In a future release, the new algorithm design will be added into the PoW server and the epoch block will be modified to allow it to trigger the switch between the existing PoW to the new PoW. Node operators and representatives are encouraged to review the upgrades and reach out with any questions or concerns about the proposed changes.
PoW transition plans
The plan for transitioning from the existing PoW algorithm to the new PoW algorithm involves a few phases, including node upgrades and a switchover based on the distribution of epoch blocks.
Phase 1: V20 Lydia release
Once the V20 release builds are ready (final date still pending), we will be notifying all node operators and services through our usual channels. As noted above this release does not include the Nano PoW algorithm but will have foundational updates to make the PoW transition easier when the algorithm is ready.
Phase 2: VXX.X release
This undetermined release will include the new PoW algorithm, a new version of state blocks required to support the work values, and other updates to allow the final phase of the transition.
Phase 3: Epoch block distribution
To finalize the transition, the network will be monitored closely for upgrades to the latest version supporting the algorithm. Once sufficient voting weight is upgraded, which is a value still to be determined, the epoch blocks will be distributed.

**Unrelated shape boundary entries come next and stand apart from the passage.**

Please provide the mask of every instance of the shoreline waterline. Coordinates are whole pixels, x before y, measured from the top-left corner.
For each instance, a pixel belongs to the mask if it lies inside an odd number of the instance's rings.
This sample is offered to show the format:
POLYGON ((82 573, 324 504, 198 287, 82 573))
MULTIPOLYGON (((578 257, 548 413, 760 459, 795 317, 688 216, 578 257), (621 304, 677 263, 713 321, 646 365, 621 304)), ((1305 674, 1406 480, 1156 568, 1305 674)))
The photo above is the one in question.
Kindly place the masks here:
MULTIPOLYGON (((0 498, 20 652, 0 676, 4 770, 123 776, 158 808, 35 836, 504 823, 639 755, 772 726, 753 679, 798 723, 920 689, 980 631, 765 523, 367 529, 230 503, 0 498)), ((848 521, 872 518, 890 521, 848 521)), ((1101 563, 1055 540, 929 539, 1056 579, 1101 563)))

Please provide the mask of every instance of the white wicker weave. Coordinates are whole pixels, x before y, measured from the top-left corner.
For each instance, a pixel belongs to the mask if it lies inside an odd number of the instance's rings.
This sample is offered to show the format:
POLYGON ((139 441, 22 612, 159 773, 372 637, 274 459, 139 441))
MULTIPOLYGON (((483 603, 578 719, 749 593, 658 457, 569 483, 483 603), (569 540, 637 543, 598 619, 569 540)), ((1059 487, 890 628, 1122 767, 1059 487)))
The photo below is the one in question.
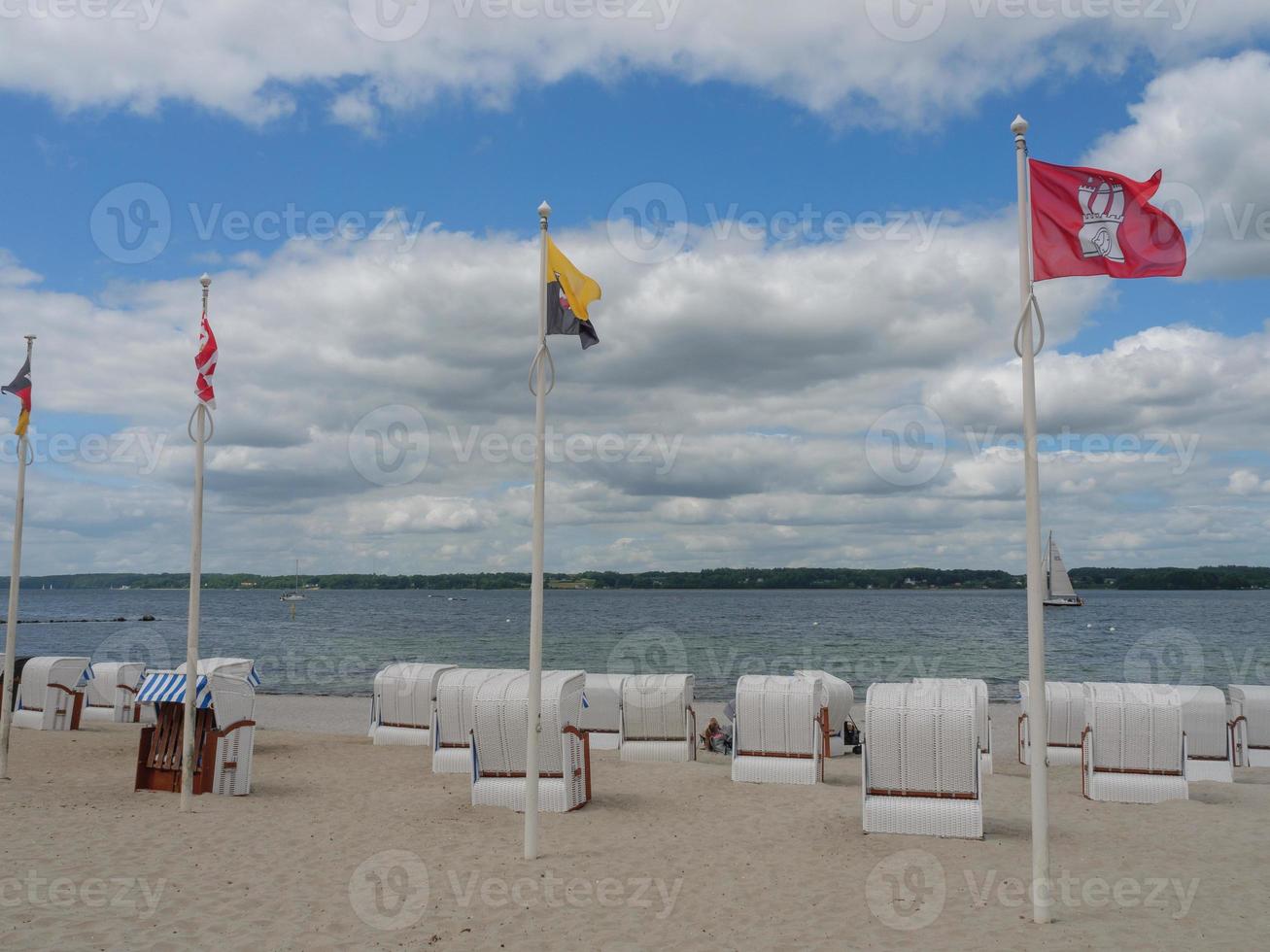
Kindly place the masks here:
POLYGON ((141 661, 98 661, 84 685, 84 720, 135 724, 141 718, 137 689, 146 666, 141 661))
MULTIPOLYGON (((1019 682, 1019 763, 1031 764, 1031 718, 1027 716, 1031 689, 1019 682)), ((1085 730, 1085 685, 1069 680, 1045 682, 1049 744, 1045 754, 1053 767, 1081 765, 1081 731, 1085 730)))
POLYGON ((622 745, 625 680, 625 674, 587 674, 580 726, 591 735, 592 750, 617 750, 622 745))
POLYGON ((1182 697, 1166 684, 1085 684, 1081 782, 1090 800, 1186 800, 1182 697))
POLYGON ((969 684, 974 689, 975 734, 979 739, 979 758, 983 772, 992 773, 992 717, 988 708, 988 683, 977 678, 913 678, 913 684, 969 684))
POLYGON ((1186 779, 1234 781, 1234 748, 1220 688, 1179 684, 1182 730, 1186 732, 1186 779))
POLYGON ((864 829, 983 839, 983 759, 970 684, 871 684, 864 829))
POLYGON ((732 778, 819 783, 828 726, 828 697, 818 678, 743 675, 737 682, 732 778))
POLYGON ((1270 767, 1270 687, 1232 684, 1231 708, 1237 764, 1270 767))
POLYGON ((452 664, 396 663, 375 675, 370 736, 376 745, 427 746, 437 680, 452 664))
MULTIPOLYGON (((542 671, 542 734, 538 745, 538 812, 564 814, 591 800, 591 753, 578 727, 582 671, 542 671)), ((472 701, 472 806, 525 811, 528 671, 499 674, 476 688, 472 701)))
POLYGON ((69 731, 79 726, 76 707, 83 711, 86 658, 32 658, 22 669, 14 727, 69 731))
POLYGON ((516 673, 504 668, 451 668, 441 673, 429 731, 433 773, 471 770, 472 699, 476 688, 490 678, 516 673))
POLYGON ((794 671, 798 678, 812 678, 824 685, 824 697, 829 706, 829 757, 842 757, 847 753, 847 721, 851 720, 851 706, 856 702, 851 685, 828 671, 794 671))
POLYGON ((691 674, 634 674, 622 682, 622 760, 697 759, 691 674))

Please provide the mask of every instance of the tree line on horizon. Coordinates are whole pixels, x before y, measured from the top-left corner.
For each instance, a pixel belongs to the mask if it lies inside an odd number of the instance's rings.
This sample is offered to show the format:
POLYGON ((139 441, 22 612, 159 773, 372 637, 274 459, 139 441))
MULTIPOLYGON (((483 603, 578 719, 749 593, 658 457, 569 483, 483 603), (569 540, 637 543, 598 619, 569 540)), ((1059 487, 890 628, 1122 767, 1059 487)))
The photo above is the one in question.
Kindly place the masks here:
MULTIPOLYGON (((1199 569, 1072 569, 1077 589, 1208 590, 1270 588, 1270 567, 1222 565, 1199 569)), ((588 589, 1021 589, 1022 575, 978 569, 704 569, 701 571, 547 572, 547 585, 588 589)), ((0 578, 8 585, 8 578, 0 578)), ((528 572, 444 572, 439 575, 301 575, 321 589, 527 589, 528 572)), ((184 589, 184 572, 99 572, 24 576, 22 588, 184 589)), ((210 572, 206 589, 290 589, 293 575, 210 572)))

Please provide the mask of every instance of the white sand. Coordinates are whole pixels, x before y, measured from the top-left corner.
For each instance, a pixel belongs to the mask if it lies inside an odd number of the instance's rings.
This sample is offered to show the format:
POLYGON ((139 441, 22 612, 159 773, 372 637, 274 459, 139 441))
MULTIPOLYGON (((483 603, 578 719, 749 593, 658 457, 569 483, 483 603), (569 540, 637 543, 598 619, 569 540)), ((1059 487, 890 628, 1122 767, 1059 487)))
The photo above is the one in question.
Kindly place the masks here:
POLYGON ((599 751, 594 801, 542 817, 535 863, 522 816, 471 807, 467 777, 433 774, 424 749, 372 746, 367 713, 363 698, 262 694, 251 795, 198 797, 192 816, 133 792, 135 727, 14 731, 0 947, 1194 949, 1259 948, 1270 930, 1270 769, 1148 807, 1088 802, 1078 770, 1054 768, 1068 878, 1038 928, 1008 707, 983 842, 865 836, 857 757, 781 787, 733 783, 718 755, 599 751))

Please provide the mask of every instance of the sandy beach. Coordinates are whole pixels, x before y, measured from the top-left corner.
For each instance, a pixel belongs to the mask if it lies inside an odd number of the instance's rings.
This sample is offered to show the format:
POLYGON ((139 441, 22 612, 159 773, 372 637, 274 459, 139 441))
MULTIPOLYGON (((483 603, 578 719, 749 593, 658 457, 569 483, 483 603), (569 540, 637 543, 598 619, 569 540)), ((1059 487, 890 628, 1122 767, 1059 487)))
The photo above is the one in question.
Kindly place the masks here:
MULTIPOLYGON (((709 716, 711 706, 702 706, 709 716)), ((1161 806, 1092 803, 1054 768, 1057 922, 1030 923, 1026 772, 994 706, 986 839, 869 835, 860 758, 817 787, 733 783, 720 755, 593 754, 594 800, 469 803, 429 751, 376 748, 363 698, 260 696, 253 791, 132 790, 136 729, 19 730, 0 784, 6 948, 1255 948, 1270 770, 1161 806)), ((857 708, 857 713, 862 713, 857 708)))

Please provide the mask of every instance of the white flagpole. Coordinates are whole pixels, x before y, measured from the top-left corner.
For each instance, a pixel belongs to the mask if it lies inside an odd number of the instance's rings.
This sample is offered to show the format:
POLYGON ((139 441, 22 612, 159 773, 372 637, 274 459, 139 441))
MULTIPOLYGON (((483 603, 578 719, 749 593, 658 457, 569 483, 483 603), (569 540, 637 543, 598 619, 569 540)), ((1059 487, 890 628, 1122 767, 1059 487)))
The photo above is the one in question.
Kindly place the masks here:
MULTIPOLYGON (((212 279, 199 278, 203 286, 203 314, 212 279)), ((185 628, 185 722, 180 758, 180 810, 194 809, 194 699, 198 685, 198 613, 203 586, 203 447, 207 443, 207 406, 202 400, 194 409, 194 518, 189 542, 189 623, 185 628)), ((211 765, 208 765, 211 769, 211 765)))
POLYGON ((1040 467, 1036 458, 1036 364, 1033 338, 1033 250, 1031 201, 1027 175, 1027 121, 1019 116, 1010 129, 1015 133, 1019 162, 1019 303, 1022 311, 1019 350, 1024 360, 1024 481, 1027 495, 1027 685, 1036 702, 1027 708, 1033 743, 1033 919, 1050 920, 1049 882, 1049 711, 1045 702, 1045 594, 1040 557, 1040 467))
POLYGON ((546 520, 547 426, 547 218, 538 206, 538 353, 535 358, 533 561, 530 588, 530 726, 525 743, 525 858, 538 858, 538 740, 542 736, 542 541, 546 520))
MULTIPOLYGON (((33 334, 27 335, 27 364, 30 364, 33 334)), ((30 420, 27 420, 30 425, 30 420)), ((9 730, 13 727, 13 668, 18 654, 18 584, 22 581, 22 517, 27 505, 27 434, 18 437, 18 493, 13 514, 13 557, 9 561, 9 618, 4 633, 4 699, 0 701, 0 781, 9 779, 9 730)))

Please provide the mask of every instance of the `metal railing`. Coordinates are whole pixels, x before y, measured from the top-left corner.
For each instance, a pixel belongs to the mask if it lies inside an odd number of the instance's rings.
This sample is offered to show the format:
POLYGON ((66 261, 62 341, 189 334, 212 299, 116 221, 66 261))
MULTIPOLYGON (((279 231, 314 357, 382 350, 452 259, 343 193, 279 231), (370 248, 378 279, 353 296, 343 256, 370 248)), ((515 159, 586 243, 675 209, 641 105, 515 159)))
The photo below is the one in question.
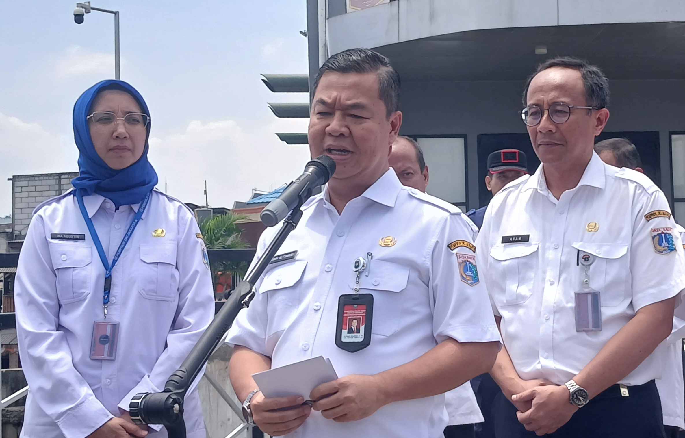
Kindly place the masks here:
MULTIPOLYGON (((215 262, 249 262, 254 257, 256 250, 253 249, 245 250, 208 250, 210 263, 215 262)), ((19 260, 18 253, 0 253, 0 267, 16 267, 19 260)), ((215 313, 218 312, 223 304, 223 302, 217 302, 215 307, 215 313)), ((0 329, 15 328, 16 327, 14 313, 0 313, 0 329)), ((223 342, 220 345, 223 345, 223 342)), ((235 438, 243 430, 247 430, 248 438, 262 438, 264 437, 263 433, 258 428, 253 428, 242 419, 242 411, 236 400, 229 395, 216 379, 210 374, 205 373, 202 377, 206 379, 212 387, 216 390, 219 396, 228 404, 231 410, 235 413, 238 418, 240 419, 240 424, 234 429, 225 438, 235 438)), ((0 393, 2 391, 2 379, 0 378, 0 393)), ((29 393, 29 387, 26 386, 17 391, 6 398, 2 399, 1 407, 4 409, 12 403, 25 397, 29 393)), ((2 430, 2 415, 0 413, 0 430, 2 430)), ((212 437, 214 438, 214 437, 212 437)))

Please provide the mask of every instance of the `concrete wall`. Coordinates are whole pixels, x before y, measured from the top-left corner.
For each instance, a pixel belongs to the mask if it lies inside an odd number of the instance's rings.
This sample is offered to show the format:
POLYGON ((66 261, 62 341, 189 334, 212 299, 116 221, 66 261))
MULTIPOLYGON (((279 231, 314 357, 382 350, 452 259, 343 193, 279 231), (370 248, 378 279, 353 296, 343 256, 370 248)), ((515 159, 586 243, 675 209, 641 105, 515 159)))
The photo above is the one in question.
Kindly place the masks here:
POLYGON ((12 219, 14 240, 26 236, 32 213, 39 204, 71 188, 77 172, 15 175, 12 177, 12 219))
POLYGON ((682 0, 397 0, 349 14, 328 1, 329 53, 480 29, 685 21, 682 0))
MULTIPOLYGON (((478 134, 526 132, 519 116, 523 87, 519 82, 403 83, 401 132, 466 134, 467 165, 476 169, 478 134)), ((685 81, 610 81, 610 87, 611 116, 605 130, 659 132, 662 186, 670 197, 669 132, 685 131, 685 81)), ((480 183, 477 173, 469 172, 471 208, 477 206, 480 183)))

The above details just touch on these activities so we have included more details about the upcoming transition, along with past upgrade processes, on a new Network Upgrades page in our documentation. We will keep this updated over time with the latest details as we move through the process.
We will also continue to communicate transition details through all channels to ensure as many node operators as possible are comfortable with the progress and the plan. Not only are node upgrades and vote delegations key indicators for support for the changes we propose, but so are the discussions happening in our community. If you have any thoughts or feedback, please reach out via GitHub, Discord and Reddit as well as through email at firstname.lastname@example.org.
Where to go from here?
Thanks for reading through all of the above details. Hopefully, this explains some of the recent changes and gives you the resources to investigate this transition further. As mentioned above, additional communications will be coming out on a regular basis to keep everyone in the loop about the new PoW algorithm, V20 progress, transition plans and more — so stay tuned.
And of course we want to thank our amazing community for helping get the Nano network this far. Much of the effort made to date was only possible because of how much the community helps out. By answering each other’s questions, supporting each other's projects and keeping conversations alive around all channels, everyone involved in the ecosystem has had a hand in getting us here…and hopefully will help continue the progress going forward!